Key Takeaways
- Biden said that America does not want Cold War (without pointing to China as a global threat) but he added that he was considering competing energetically against the autocracies worldwide.
- America is now rotating its attention to the Indo-Pacific region and planning to devote our resources and developmental aid to those challenges that are holding the keys to collective future, Biden said. The
- President further explained that these challenges include, fighting against this pandemic, resolving the climate change crisis, handling the swings in worldwide power dynamics, determining the guidelines for the world on vigorous matters including trade, cyberwar, and emerging new technologies, and facing the risk of extremism.
- Biden defend his decision to end the war in Afghanistan but didn’t speak about the submarine agreement with UK and Australia.
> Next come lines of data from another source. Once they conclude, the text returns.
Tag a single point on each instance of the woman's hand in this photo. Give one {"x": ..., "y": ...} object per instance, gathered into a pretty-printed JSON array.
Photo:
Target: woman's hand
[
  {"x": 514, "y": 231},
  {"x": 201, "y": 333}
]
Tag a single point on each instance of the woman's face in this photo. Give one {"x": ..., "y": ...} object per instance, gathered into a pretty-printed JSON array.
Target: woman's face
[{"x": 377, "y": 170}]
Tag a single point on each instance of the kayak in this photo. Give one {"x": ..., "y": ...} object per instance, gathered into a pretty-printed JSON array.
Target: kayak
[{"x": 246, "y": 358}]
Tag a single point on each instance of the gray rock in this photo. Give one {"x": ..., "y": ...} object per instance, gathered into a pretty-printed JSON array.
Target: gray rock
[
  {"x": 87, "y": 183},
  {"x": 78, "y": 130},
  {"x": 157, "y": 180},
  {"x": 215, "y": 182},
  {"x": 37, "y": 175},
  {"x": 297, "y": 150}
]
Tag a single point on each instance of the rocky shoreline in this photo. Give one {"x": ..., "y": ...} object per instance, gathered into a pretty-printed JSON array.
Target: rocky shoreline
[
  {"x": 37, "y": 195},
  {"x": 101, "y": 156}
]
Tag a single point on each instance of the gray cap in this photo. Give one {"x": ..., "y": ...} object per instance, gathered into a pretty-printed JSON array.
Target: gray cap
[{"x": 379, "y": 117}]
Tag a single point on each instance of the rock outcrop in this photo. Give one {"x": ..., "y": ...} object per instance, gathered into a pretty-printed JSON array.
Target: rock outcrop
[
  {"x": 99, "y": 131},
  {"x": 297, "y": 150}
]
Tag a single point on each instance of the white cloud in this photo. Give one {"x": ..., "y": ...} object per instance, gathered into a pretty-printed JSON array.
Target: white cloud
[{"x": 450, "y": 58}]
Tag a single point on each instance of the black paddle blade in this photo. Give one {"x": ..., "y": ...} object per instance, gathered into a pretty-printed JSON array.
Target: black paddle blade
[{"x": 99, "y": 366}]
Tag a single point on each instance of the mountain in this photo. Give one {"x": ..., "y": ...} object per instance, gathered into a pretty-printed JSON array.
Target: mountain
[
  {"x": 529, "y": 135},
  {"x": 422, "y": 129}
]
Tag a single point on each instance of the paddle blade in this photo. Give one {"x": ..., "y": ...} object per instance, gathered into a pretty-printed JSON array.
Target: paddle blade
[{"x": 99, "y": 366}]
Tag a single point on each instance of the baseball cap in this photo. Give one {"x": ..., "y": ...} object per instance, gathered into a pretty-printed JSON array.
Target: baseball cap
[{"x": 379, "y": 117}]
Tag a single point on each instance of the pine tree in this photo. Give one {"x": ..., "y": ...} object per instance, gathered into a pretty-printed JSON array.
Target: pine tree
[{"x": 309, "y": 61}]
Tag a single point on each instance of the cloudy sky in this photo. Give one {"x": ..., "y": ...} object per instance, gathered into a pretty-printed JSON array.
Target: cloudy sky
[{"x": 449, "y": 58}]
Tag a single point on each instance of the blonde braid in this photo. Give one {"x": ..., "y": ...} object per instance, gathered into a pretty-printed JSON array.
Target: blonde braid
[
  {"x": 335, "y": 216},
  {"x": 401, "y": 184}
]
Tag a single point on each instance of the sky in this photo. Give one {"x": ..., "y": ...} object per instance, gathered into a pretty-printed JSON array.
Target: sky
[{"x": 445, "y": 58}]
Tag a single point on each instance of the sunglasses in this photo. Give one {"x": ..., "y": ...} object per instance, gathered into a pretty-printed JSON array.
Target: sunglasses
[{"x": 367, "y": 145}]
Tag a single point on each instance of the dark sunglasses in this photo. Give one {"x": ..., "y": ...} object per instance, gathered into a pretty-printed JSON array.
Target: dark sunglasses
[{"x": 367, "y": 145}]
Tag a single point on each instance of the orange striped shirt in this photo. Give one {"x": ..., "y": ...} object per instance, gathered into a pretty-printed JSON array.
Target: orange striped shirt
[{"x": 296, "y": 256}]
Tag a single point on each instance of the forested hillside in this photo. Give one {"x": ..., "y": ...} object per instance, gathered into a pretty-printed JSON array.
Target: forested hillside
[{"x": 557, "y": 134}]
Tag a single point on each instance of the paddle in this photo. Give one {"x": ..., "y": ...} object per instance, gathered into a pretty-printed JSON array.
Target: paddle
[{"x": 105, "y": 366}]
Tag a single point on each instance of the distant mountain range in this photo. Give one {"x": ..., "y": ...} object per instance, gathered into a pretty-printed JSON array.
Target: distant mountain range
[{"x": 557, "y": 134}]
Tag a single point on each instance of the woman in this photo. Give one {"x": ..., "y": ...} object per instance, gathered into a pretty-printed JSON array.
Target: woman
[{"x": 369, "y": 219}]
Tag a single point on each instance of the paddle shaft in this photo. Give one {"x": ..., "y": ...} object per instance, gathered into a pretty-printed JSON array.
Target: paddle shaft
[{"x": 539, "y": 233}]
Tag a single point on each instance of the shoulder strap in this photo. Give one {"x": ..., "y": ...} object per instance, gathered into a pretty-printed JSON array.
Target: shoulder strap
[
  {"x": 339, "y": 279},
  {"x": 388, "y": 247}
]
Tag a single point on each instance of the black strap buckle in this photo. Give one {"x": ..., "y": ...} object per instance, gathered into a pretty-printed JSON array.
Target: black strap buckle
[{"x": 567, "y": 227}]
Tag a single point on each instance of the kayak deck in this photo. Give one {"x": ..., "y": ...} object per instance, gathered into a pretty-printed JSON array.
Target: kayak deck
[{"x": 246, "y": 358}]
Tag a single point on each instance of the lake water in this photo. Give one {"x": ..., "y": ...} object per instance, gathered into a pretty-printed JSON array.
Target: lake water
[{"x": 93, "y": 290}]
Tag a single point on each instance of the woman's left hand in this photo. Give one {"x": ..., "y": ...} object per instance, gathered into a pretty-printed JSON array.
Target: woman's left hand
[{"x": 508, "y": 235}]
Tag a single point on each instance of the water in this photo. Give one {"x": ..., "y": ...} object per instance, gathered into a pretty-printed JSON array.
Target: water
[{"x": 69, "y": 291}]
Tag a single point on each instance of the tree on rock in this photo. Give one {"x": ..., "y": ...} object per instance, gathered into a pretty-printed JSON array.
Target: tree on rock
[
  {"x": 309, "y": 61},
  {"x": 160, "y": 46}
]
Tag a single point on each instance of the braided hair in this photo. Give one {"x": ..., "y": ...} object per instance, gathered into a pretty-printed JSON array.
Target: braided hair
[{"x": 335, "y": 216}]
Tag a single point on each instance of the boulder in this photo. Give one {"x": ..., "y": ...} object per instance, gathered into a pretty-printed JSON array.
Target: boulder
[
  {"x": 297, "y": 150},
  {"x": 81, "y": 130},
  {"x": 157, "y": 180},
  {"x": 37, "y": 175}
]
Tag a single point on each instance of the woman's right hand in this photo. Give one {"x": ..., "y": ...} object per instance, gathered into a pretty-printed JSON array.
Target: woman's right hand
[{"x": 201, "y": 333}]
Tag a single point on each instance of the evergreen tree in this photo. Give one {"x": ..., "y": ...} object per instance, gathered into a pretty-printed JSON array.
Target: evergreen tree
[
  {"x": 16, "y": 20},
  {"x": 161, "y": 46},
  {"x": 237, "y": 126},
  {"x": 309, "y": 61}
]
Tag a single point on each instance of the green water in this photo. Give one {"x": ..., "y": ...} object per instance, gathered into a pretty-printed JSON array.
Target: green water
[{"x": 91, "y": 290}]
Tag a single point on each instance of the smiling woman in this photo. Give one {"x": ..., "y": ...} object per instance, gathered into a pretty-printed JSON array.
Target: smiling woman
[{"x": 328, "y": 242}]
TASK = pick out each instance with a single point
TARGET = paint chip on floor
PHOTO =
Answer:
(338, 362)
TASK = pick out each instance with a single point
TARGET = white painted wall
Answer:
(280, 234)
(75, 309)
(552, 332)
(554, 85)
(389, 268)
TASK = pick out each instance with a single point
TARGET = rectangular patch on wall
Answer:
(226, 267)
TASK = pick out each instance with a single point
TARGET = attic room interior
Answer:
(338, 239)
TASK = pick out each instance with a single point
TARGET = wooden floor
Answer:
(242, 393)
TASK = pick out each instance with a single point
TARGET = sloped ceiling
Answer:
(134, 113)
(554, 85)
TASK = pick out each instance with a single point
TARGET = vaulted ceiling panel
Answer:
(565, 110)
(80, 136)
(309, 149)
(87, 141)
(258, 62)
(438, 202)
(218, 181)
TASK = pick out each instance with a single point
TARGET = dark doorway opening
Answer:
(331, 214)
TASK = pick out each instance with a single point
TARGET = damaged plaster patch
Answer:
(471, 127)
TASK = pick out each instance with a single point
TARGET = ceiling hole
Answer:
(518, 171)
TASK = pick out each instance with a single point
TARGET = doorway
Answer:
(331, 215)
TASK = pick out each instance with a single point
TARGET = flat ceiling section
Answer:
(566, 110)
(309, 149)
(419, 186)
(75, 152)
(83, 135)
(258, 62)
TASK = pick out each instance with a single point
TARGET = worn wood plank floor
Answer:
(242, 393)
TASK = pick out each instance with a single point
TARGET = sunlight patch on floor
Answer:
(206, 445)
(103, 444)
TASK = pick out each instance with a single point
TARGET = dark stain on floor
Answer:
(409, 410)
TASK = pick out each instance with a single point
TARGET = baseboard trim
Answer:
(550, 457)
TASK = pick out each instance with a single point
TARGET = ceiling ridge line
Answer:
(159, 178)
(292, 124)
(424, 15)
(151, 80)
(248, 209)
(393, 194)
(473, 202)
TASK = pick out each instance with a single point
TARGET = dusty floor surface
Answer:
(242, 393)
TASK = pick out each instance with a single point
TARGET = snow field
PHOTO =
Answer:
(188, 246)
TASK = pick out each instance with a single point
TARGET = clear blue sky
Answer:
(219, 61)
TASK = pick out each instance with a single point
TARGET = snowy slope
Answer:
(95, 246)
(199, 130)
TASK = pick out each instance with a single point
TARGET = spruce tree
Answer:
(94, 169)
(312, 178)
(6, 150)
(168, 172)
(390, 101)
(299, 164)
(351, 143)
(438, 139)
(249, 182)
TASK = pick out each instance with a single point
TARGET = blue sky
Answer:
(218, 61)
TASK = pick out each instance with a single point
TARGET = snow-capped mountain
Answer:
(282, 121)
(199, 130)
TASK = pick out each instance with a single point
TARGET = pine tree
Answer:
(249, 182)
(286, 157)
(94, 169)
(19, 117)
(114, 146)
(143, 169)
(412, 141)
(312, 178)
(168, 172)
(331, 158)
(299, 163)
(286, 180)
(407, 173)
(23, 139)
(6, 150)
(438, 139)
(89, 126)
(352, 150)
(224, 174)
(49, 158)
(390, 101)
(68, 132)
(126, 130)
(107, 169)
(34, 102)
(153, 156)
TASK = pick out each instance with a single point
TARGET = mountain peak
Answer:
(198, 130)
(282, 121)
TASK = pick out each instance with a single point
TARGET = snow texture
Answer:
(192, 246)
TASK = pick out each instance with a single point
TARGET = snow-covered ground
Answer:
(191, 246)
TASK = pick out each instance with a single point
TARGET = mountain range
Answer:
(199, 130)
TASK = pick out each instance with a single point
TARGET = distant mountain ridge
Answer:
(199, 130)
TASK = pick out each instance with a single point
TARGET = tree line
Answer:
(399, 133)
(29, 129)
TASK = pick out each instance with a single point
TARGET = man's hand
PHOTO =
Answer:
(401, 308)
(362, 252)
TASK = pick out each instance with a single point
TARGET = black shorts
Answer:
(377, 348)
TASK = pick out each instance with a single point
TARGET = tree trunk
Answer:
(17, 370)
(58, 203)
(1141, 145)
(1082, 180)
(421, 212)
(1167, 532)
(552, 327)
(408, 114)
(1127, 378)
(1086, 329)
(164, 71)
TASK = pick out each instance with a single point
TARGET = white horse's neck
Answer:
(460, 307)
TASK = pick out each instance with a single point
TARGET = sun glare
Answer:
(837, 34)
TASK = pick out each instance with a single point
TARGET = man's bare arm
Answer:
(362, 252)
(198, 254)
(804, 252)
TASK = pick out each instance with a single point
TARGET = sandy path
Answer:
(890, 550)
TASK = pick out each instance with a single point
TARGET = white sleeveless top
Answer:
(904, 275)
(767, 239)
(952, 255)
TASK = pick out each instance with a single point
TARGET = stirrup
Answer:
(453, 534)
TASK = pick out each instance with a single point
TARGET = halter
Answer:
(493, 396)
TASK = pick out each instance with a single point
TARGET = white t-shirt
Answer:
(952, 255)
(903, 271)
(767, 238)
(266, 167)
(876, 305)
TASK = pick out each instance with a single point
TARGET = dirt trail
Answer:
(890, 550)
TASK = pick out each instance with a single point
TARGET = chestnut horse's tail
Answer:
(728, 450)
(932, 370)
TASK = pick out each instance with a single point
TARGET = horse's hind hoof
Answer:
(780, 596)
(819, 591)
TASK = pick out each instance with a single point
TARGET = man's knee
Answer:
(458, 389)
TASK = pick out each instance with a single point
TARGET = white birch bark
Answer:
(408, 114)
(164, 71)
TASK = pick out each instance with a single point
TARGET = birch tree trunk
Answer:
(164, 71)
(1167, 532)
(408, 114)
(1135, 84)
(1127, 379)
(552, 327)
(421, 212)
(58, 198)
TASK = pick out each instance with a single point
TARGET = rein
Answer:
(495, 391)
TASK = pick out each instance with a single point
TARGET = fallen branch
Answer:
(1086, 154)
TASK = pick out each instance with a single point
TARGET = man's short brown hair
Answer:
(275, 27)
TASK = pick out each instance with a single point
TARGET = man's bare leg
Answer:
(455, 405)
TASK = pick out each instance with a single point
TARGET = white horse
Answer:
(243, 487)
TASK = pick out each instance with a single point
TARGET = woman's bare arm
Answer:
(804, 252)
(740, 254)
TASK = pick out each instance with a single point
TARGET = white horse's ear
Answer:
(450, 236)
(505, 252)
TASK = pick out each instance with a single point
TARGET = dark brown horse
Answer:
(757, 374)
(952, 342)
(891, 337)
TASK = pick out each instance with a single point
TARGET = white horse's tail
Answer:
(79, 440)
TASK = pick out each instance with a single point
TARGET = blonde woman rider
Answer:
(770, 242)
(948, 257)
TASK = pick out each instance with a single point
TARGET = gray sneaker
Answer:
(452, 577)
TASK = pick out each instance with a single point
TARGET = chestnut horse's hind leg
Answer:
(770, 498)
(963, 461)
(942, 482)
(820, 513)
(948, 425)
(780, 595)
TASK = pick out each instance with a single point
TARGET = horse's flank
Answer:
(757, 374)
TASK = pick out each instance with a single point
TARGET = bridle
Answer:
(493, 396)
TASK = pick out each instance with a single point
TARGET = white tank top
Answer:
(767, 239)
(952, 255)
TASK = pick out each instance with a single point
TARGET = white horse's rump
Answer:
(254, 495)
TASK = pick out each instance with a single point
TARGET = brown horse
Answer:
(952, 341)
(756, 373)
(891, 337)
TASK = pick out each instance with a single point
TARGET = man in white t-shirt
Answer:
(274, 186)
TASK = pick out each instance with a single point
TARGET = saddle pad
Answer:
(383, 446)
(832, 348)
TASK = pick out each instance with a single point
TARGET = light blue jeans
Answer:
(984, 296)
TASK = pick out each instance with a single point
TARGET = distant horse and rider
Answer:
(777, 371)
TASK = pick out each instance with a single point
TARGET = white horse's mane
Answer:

He said that as we have closed this era of persistent war, now we are going to open a period of relentless diplomacy.
President Joe Biden said he envisioned leading the United States of America into a new direction of diplomacy as he sought to convince allies.
While speaking to the UN’s General Assembly he said that instead of military operations, US civic leadership can solve the world’s tenacious difficulties such as cyberwar, coronavirus, and climate change.
Biden makes the case of ‘relentless diplomacy’ instead of war to resolve global challenges
He further insisted (without single out China as the greatest global threat) the US would try to find to stand against increasing autocracies (while avoiding a new Cold War).
It was completely a different memorandum from his precursor (Trump), whose ways (isolationism and confrontation) triggered profound rifts with other countries.
As an alternative, Biden has conveyed a more conventional speech addressing the UN’s mission of multilateralism and asserting a new episode was opening after he planned to finish the war in Afghanistan.
Biden also said that the next decade would be decisive for our world and it will decide the international community’s future, and also added that the globe positions at a modulation point in history. He further explained, worldwide reaction to demanding challenges (like the climate crisis and the Covid-19 pandemic) will echo for the next generations yet to come.
But these challenges must be attempted with technological inventions and international collaboration, instead of war.
We’ve finished war (after 20 years of conflict) in Afghanistan, and as we ended this era of persistent war, “we’re now opening a new era of relentless diplomacy”. By harnessing the power of our development aid in new ways of lifting people worldwide,” added Biden.
Biden’s speech to the UN was based on the themes Biden presented since he entered the White House (in January), from framing the future of international relations to democracy versus autocracy and accentuating America’s strategies to fortify relations with its associates.
This is the vow at which many European states are pointing fingers, on account of a diplomatic tumult with France over a recent partnership with the United Kingdom (UK), and Australia that charge America’s oldest ally billions in a contract for nuclear submarines.
International officials and critics have also probed the autonomous decision taken by the Biden administration to end the war in Afghanistan after two decades of war with a chaotic withdrawal that created waves of refugees in America and Europe.
Biden said that we have had the Paris climate agreement. We’ve had global cooperation against the COVID-19. So we hope and we think, that we can have an efficient multilateral partnership between the US, European Union, and the European relation.
The US President said America would continue to endorse the “long-standing guidelines and standards that have shaped the guardrails of global engagement for eras that have been indispensable to the growth of countries around the globe.”